Synchronous Usage (Simpler for basic scripts):

from concurrent.futures import ThreadPoolExecutor
from password_detector_package import SynchronousPasswordProtectionDetector

# A single ThreadPoolExecutor can be shared across many calls
with ThreadPoolExecutor() as executor:
    detector = SynchronousPasswordProtectionDetector(executor)

    # analyze_file() blocks until the result is ready
    result = detector.analyze_file("path/to/file.docx")
    print(result)

    # scan_directory() processes files one by one
    all_results = detector.scan_directory("path/to/directory")
    print(f"Scanned {len(all_results)} files sequentially.")

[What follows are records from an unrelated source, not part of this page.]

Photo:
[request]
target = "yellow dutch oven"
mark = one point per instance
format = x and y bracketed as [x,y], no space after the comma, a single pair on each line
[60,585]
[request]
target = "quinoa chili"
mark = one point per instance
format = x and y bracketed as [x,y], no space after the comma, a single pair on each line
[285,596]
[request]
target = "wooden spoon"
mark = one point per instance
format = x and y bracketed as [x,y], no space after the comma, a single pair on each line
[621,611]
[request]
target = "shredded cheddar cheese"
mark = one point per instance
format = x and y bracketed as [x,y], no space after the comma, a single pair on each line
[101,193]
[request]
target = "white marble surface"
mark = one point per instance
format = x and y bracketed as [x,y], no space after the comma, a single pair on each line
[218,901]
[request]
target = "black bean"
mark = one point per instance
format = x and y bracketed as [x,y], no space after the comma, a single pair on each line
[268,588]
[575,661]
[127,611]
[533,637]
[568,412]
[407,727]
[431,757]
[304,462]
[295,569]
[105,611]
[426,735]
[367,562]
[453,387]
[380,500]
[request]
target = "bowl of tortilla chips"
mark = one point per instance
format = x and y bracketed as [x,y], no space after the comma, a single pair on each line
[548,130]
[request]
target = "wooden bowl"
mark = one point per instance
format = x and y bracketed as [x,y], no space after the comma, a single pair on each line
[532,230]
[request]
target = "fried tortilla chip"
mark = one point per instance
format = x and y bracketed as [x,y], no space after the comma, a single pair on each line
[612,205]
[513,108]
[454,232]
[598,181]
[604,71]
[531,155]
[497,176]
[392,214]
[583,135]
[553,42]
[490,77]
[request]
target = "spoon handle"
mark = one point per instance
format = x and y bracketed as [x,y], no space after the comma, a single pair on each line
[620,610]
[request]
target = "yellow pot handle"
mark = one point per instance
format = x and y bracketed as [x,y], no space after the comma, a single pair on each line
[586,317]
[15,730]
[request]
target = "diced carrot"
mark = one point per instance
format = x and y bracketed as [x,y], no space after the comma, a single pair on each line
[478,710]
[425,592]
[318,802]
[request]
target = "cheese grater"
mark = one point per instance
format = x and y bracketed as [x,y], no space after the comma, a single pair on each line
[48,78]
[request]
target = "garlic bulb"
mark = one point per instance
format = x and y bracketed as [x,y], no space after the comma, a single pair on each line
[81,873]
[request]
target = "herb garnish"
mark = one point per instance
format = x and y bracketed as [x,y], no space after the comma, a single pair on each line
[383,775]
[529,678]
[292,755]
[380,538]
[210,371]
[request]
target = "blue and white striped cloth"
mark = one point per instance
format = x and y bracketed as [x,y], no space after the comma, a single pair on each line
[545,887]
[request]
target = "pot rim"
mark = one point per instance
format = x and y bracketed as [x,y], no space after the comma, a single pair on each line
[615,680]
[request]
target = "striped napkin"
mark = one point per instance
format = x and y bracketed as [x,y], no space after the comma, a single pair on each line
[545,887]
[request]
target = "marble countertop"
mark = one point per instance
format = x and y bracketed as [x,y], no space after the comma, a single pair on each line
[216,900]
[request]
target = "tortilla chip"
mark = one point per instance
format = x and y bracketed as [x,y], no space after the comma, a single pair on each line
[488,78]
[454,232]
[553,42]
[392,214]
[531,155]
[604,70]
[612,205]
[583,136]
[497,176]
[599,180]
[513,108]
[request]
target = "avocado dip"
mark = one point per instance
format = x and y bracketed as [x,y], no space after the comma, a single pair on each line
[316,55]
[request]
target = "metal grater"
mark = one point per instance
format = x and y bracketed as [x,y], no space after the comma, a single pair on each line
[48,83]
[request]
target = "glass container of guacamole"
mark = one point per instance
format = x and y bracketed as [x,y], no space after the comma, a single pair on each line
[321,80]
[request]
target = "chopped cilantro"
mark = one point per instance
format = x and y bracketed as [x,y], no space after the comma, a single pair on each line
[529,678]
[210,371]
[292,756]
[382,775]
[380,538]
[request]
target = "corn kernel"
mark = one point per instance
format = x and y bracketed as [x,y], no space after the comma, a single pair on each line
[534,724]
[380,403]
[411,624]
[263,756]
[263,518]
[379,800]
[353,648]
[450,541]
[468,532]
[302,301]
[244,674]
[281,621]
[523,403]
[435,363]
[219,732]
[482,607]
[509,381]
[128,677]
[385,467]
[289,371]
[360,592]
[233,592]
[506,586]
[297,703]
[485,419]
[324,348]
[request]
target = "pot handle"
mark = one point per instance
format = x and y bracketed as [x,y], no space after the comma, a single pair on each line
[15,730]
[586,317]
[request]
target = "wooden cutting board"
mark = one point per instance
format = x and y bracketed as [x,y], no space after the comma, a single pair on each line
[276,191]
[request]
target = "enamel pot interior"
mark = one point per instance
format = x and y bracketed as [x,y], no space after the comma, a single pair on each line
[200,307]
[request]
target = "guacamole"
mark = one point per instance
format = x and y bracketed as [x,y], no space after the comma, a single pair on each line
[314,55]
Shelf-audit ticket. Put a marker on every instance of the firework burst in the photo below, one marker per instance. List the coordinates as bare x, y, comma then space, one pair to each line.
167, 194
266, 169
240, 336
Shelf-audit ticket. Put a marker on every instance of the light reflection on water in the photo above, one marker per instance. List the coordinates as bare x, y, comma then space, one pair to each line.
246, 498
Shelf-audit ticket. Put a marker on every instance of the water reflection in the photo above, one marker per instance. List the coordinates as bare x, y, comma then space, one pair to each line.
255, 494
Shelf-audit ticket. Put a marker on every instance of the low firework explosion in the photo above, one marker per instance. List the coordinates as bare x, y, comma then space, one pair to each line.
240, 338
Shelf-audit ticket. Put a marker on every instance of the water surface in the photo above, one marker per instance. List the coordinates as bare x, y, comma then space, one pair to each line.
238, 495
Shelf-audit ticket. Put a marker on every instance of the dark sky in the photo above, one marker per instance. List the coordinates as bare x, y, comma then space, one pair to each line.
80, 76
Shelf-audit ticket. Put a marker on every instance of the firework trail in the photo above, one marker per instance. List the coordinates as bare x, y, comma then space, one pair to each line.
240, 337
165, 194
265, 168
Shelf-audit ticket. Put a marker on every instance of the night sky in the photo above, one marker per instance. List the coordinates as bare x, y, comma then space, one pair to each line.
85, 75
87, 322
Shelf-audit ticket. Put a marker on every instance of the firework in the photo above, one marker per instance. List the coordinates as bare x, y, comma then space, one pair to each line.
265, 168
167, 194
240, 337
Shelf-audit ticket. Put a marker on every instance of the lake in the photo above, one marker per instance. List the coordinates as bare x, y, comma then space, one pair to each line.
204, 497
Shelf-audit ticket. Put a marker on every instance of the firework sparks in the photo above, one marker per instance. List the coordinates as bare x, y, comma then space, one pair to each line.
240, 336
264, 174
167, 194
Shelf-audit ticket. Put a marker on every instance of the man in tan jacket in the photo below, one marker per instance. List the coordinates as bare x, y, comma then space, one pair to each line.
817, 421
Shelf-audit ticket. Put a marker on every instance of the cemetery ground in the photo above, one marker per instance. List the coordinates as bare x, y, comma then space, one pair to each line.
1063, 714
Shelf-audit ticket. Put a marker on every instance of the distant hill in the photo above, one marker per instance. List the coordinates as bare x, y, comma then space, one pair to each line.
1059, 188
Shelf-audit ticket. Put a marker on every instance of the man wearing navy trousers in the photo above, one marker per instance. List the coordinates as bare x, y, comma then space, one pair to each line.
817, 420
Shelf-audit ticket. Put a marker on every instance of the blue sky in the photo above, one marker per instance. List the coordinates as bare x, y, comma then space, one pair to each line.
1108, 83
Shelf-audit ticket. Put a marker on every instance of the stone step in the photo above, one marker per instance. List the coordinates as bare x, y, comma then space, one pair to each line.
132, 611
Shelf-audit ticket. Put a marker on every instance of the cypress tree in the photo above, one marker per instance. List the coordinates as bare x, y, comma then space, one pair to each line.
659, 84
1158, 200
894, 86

Performance Considerations

• Asynchronous (Default): This mode is significantly faster for directories with many files. It uses asyncio.gather to launch analysis tasks for all files at once, with I/O-heavy operations running in parallel on a thread pool. Your bottleneck becomes system resources, not the script's ability to process files sequentially.
• Synchronous (--sync): This mode is intentionally sequential and therefore much slower for large directories. It is useful when you need a simple, blocking function call or wish to integrate into a non-async codebase without managing an event loop.
• Thread Pool: The application uses a ThreadPoolExecutor with a default of max(32, cpu_cores * 2 + 4) workers to prevent I/O from blocking execution.

Project Structure

encryptionproject/
├── password_detector_package/    # The core installable package
│   ├── __init__.py               # Exposes the main detector classes
│   ├── detector.py               # Main async detector and logic
│   ├── sync_detector.py          # The synchronous wrapper class
│   ├── file_handlers.py          # Format-specific detection logic
│   ├── entropy.py                # Entropy analysis fallback
│   ├── magika_detector.py        # File type detection with Google's Magika
│   └── type_utils.py             # Utility for mapping file types
├── scripts/
│   └── run_detector.py           # The command-line interface entry point
├── setup.py                      # Packaging and dependency configuration
└── README.md

encryptionproject/
├── EncryptionProject/                   # Current production version
│ ├── password_detector_package/         # The core installable package
│ │ ├── init.py                          # Package exports
│ │ ├── detector.py                      # Main detector class with async support
│ │ ├── sync_detector.py                 # The synchronous wrapper class
│ │ ├── entropy.py                       # Entropy analysis implementation
│ │ ├── file_handlers.py                 # Format-specific handlers (10+ formats)
│ │ ├── magika_detector.py               # File type detection using Google's Magika
│ │ └── type_utils.py                    # Type detection utilities
│ ├── scripts/
│ │ └── run_detector.py                  # CLI entry point with both sync/async modes
│ └── setup.py                           # Package configuration and dependencies
│ │ ├── password_detector_package/       # Core detection logic package
│ │ ├── scripts/                         # CLI implementation
│ │ └── setup.py                         # Package configuration
├── documents/                           # Project documentation 
├── olderfiles/                          # Legacy versions
│ ├── v1Final/                           # Initial synchronous version
│ └── v2withAsync/                       # First async implementation
│ └── olddocuments/                      # Older documentations
├── README.md
└── LICENSE

Limitations

• The tool detects password protection; it does not crack or remove passwords.
• Detection confidence may be lower for heavily compressed (but not encrypted) file formats that naturally have high entropy. The tool attempts to adjust for known formats.
• Proprietary or rare encrypted formats may not be recognized and will only be flagged if they exhibit high entropy.

Contributing

Contributions are welcome! Please open an issue or submit a pull request for:

• Handlers for new file formats.
• Improvements to detection algorithms and confidence scoring.
• Performance optimizations.

License

This project is licensed under the MIT License. See the LICENSE file for details.